Les produits toxiques pénètrent dans le corps des pompiers de différentes façons, notamment par voie respiratoire. « Les tests d’étanchéité des masques sont réalisés sur des personnes fraîchement rasées qui ne bougent pas et ne parlent pas. Mais un pompier au milieu d’un incendie doit souvent parler ou crier, et il a chaud. Même en portant un bon masque, c’est très difficile de ne pas être exposé par voie respiratoire », explique la professeure à l’École de santé publique de l’Université de Montréal (UdeM) France Labrèche.

Et étonnamment, ce n’est pas seulement la fumée qui est en cause. De simples contacts avec la peau peuvent également augmenter le risque de cancer à long terme.

« Les pompiers aujourd’hui portent des cagoules, parce qu’on s’est rendu compte que la suie contaminait la zone du cou, où la peau est plus mince que celle des mains, par exemple », dit Mme Labrèche, qui s’intéresse aux risques de cancer professionnel.

Certaines mousses utilisées pour éteindre le feu sont aussi néfastes pour la santé, puisqu’elles contiennent des cancérogènes, indique la professeure.

PHOTO HUGO-SEBASTIEN AUBERT, ARCHIVES LA PRESSE

L’uniforme des pompiers comporte plusieurs couches de matériaux, dont certaines ayant des enduits classés comme cancérogènes.

L’uniforme des pompiers, essentiel pour les protéger entre autres du feu, des coupures et des contaminants, comporte plusieurs couches de matériaux, dont certaines ayant des enduits classés comme cancérogènes.

L’usure de l’uniforme peut libérer des substances nocives avant même d’aller au feu et il n’y a pas vraiment de test pour savoir quand l’uniforme devrait être changé.

France Labrèche, professeure à l’École de santé publique de l’Université de Montréal

En 2022, le Centre international de recherche sur le cancer (CIRC) a confirmé le risque de cancer auquel s’exposent les pompiers dans leur travail. Ce sont des scientifiques de huit pays, dont quatre du Canada, qui ont tranché sur la question.

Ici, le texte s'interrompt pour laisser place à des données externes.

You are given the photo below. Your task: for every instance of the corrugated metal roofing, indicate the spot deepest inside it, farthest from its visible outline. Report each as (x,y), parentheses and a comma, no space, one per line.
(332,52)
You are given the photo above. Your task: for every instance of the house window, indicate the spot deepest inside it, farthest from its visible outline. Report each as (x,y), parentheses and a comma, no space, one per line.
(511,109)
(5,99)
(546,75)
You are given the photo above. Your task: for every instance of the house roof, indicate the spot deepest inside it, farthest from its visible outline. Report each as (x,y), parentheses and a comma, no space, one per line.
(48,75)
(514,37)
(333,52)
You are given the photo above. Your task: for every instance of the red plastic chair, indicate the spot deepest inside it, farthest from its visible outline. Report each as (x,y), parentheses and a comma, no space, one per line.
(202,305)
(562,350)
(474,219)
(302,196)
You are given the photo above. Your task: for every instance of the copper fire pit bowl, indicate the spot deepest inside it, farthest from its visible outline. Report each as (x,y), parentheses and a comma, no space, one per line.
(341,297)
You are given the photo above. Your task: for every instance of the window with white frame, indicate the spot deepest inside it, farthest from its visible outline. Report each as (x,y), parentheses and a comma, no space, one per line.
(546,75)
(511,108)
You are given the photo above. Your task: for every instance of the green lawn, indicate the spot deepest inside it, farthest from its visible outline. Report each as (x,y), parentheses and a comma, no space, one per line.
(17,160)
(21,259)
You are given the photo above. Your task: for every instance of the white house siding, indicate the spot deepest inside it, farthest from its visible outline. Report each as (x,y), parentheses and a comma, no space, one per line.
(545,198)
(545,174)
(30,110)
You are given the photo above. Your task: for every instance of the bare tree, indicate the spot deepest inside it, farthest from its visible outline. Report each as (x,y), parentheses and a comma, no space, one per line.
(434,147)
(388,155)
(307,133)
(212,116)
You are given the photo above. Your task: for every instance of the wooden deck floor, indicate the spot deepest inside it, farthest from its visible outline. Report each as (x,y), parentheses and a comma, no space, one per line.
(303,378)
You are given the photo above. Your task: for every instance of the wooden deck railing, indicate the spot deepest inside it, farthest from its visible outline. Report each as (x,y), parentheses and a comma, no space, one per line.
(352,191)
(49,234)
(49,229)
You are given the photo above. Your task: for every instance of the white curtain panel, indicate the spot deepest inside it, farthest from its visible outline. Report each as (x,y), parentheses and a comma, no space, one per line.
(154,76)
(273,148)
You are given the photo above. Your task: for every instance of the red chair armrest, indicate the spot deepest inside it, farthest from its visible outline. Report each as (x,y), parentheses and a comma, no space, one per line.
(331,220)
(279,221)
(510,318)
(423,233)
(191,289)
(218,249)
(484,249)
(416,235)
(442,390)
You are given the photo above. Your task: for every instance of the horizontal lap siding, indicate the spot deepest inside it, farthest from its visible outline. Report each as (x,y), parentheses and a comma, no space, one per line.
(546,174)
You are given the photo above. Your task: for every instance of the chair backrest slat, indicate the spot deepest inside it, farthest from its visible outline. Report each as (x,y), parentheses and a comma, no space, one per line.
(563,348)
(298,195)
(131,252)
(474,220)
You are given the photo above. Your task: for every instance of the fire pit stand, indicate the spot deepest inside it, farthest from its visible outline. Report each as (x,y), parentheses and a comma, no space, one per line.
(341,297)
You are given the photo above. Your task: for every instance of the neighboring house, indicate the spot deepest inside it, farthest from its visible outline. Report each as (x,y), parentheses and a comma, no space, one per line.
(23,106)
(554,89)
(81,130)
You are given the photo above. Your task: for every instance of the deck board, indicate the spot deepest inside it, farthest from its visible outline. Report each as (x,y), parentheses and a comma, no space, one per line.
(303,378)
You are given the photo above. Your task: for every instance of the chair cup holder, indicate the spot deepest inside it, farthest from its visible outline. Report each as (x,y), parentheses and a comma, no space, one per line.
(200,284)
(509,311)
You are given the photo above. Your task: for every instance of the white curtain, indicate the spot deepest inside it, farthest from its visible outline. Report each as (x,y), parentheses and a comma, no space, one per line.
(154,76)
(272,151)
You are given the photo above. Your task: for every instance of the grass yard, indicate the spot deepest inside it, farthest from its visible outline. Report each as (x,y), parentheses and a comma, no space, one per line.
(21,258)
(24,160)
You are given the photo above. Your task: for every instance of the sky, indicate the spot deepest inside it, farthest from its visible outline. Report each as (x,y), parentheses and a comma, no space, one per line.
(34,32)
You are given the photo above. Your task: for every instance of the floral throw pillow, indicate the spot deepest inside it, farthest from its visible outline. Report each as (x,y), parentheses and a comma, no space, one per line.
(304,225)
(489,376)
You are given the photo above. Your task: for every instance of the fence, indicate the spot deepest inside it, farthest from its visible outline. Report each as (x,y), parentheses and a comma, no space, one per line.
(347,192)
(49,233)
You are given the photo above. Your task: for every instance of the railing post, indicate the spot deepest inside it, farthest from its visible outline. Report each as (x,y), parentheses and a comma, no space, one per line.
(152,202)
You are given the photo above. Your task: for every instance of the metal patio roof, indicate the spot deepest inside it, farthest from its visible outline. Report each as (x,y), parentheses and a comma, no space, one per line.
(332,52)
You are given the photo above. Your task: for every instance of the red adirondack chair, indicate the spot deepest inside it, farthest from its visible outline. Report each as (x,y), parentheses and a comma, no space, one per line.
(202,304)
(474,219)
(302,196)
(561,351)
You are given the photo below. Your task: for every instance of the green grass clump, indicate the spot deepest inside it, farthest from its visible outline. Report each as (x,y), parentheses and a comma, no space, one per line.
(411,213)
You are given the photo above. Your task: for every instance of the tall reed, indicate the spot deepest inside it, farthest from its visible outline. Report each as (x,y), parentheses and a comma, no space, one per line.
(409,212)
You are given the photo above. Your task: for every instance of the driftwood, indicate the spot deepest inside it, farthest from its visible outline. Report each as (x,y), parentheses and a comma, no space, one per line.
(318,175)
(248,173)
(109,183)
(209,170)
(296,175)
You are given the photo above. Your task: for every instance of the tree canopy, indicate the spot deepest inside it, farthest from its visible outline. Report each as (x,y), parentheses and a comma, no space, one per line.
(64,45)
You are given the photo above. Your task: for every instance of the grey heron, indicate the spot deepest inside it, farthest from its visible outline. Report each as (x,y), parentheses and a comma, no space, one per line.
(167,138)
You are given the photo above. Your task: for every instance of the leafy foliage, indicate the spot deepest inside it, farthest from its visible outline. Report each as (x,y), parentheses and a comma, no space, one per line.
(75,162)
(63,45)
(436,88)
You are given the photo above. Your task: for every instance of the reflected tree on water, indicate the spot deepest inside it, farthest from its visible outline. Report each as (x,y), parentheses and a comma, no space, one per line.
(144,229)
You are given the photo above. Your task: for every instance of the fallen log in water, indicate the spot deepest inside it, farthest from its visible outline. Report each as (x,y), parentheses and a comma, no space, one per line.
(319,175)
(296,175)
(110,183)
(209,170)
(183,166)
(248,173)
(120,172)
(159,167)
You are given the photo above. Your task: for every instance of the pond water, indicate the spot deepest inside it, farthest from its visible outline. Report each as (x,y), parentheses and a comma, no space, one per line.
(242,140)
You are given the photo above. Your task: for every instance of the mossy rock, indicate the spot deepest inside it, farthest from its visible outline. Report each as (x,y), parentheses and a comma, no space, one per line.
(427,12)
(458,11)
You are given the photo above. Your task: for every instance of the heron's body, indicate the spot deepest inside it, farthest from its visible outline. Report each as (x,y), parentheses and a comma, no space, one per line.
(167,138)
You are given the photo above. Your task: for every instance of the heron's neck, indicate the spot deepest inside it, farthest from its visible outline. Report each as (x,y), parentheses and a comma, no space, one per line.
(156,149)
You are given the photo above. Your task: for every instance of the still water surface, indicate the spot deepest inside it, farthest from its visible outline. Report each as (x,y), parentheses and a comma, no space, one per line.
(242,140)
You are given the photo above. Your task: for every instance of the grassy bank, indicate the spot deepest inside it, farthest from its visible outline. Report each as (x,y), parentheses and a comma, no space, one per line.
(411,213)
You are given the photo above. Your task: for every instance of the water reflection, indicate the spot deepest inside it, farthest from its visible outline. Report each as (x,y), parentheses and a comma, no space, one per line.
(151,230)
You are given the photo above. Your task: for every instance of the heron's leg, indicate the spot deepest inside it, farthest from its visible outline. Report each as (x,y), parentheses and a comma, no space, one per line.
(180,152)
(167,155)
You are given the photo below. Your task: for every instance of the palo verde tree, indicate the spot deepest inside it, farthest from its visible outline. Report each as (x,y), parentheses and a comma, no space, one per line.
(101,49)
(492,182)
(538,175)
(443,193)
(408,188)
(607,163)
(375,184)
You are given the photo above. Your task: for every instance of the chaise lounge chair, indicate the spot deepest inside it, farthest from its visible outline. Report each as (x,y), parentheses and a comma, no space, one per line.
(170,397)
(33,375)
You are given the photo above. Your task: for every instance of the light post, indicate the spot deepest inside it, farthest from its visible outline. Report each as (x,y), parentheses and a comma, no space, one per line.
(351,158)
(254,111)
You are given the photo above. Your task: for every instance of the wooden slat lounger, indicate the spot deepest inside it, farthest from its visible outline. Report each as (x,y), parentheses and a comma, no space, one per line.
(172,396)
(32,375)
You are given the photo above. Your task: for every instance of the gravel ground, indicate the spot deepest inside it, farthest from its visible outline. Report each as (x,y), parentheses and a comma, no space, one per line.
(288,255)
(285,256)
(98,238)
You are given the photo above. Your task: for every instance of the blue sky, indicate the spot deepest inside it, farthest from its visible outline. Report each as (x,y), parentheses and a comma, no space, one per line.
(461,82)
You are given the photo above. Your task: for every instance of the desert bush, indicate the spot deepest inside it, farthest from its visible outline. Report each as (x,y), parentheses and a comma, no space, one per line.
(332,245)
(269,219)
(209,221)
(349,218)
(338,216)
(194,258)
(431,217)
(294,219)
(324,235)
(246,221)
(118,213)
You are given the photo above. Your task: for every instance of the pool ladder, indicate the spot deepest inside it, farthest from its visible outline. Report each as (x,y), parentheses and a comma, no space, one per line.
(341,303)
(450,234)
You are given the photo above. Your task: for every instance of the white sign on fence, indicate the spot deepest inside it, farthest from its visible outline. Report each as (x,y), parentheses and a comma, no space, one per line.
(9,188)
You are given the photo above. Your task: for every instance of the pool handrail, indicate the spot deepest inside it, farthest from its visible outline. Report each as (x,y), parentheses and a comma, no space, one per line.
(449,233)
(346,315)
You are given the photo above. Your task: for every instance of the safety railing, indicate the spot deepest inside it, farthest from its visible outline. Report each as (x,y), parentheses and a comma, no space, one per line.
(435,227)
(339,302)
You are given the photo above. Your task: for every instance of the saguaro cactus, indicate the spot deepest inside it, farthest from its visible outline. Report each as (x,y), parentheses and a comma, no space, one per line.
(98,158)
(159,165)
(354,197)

PHOTO JOSIE DESMARAIS, ARCHIVES LA PRESSE

Aujourd’hui, les pompiers sont davantage sensibilisés aux risques, soutient le Service de sécurité incendie de Montréal (SIM).

« Le nez plein de suie »

Auparavant, la notoriété et l’expérience d’un pompier étaient évaluées à la saleté de son équipement. « Plusieurs pompiers vous le diront, il y a 10 ou 20 ans, revenir du feu tout sale, c’était merveilleux. Ça montrait que tu avais travaillé fort », dit la professeure France Labrèche.

Pierre était dans la génération où les pompiers se protégeaient beaucoup moins qu’aujourd’hui. Je l’ai vu arriver souvent à la maison avec le nez plein de suie.

Isabelle Lanthier, conjointe de Pierre Clermont

Aujourd’hui, les pompiers sont davantage sensibilisés aux risques, soutient le Service de sécurité incendie de Montréal (SIM). Chaque pompier possède désormais deux habits de combat, ce qui permet d’utiliser le deuxième en cas de contamination du premier. Une étude est aussi en cours à Montréal concernant la réduction de la présence de substances perfluoroalkylées et polyfluoroalkylées, ou PFAS, surnommées « polluants éternels », dans les équipements de travail.

Malgré les améliorations, il « reste encore beaucoup à faire » pour mieux protéger les pompiers, estime la professeure France Labrèche. De nouvelles techniques innovantes pour le nettoyage des uniformes pourraient notamment être mises au point, tout comme un test rapide pour évaluer l’étanchéité des masques sur les lieux d’un incendie.

Chris Ross souligne que les pompiers ont rarement le temps de retourner à la caserne pour se changer après un incendie, étant souvent appelés à intervenir ailleurs. « On prend d’autres interventions. Donc, on contamine le véhicule. On contamine les résidences des prochaines interventions », dit-il.

De son côté, le SIM soutient que ce sont « de rares cas d’exception » lorsque les pompiers ne sont pas temporairement mis hors service après un incendie pour effectuer les procédures nécessaires de décontamination.